All eyes are currently on Scotland as the most likely nation to leave the UK. But a series of blunders and a final snub from Prime Minister Theresa May could see Northern Ireland beat them to it.
May continued her ‘save the union’ tour this week, in efforts to retain Scotland in the face of a hard Brexit. But despite major unrest and recent parliamentary elections which gave republicans unprecedented power, May decided to snub Northern Ireland. Alliance leader Naomi Long told The Belfast Telegraph:
It is quite surreal to think Theresa May would visit at a time when the very future of power-sharing hangs in the balance, yet not feel compelled to actively participate in the current talks process
It suggests a Prime Minister who is either oblivious to the perilous state of devolution, or simply doesn’t care.
Team May is now backtracking, suggesting a visit may be on the cards. But the damage is done. If May corrects course now, it will only look coerced.
The mistake, willing or otherwise, could not come at a worse time for pro-union May. There was a snap election for Northern Ireland’s Stormont Assembly on Thursday 2 March. And it resulted in shock gains for republican party Sinn Féin.
For the first time, the Democratic Unionist Party (DUP) lost the number of seats required to give it veto powers over legislation. Orna Young, the co-founder of FactCheckNI, points out just how historically significant this vote was with this table:
There has never been a lower percentage of unionist members in Northern Ireland.
On 26 March, negotiations to form a new power-sharing government collapsed, leaving Stormont in a state of limbo.
The breakup of the union
Few journalists outside of Northern Ireland paid significant attention to the story. And few have followed more closely than Adam Ramsay at openDemocracy. In his essay The lack of British interest in Northern Ireland’s crucial election is more evidence that the union is dead, he writes:
Northern Ireland is among the poorest patches of the UK. It is the only part in which abortion is banned and so forced pregnancy is written in statute. It is the one place in these islands where same-sex couples can’t get married. It has had sectarian rioting in the last few years, and is still divided by a labyrinth of walls, keeping the different communities from both killing and meeting each other. It is the only bit of the UK with a land border; and it probably faces more serious consequences from Brexit than anywhere else. The result of this election, the position that the new first minister takes on this key constitutional question – and, relatedly, that other constitutional question, could shape the direction of travel for the years to come.
And the result of the election will have a profound impact on all of these questions.

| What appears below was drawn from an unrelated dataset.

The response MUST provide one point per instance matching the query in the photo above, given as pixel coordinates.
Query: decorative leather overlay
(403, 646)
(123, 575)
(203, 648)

the British press has done almost nothing to inform its public about what on earth is going on. For most people in Britain…Northern Ireland is a long, long way away. It is as distant as, well, the Republic of Ireland. And while it’s easy to attack the London media for its role in perpetuating this, perhaps that’s the wrong approach. Perhaps the most important thing we have learnt from this election is that people in Great Britain really don’t feel like they live in the same political unit as Northern Ireland.
And perhaps…that’s the simplest evidence that it’s time to end the British/Irish union.
Both Scotland and Northern Ireland have signalled their intention to avoid the Brexit decided by England and Wales. But the breakup is about more than their place in the EU. Scotland and Northern Ireland feel far removed from the decisions of Westminster. And the absence of union in British hearts and minds could very well lead to an ending of the union in law. Theresa May’s decision to snub Northern Ireland at this crucial moment may haunt her permanently.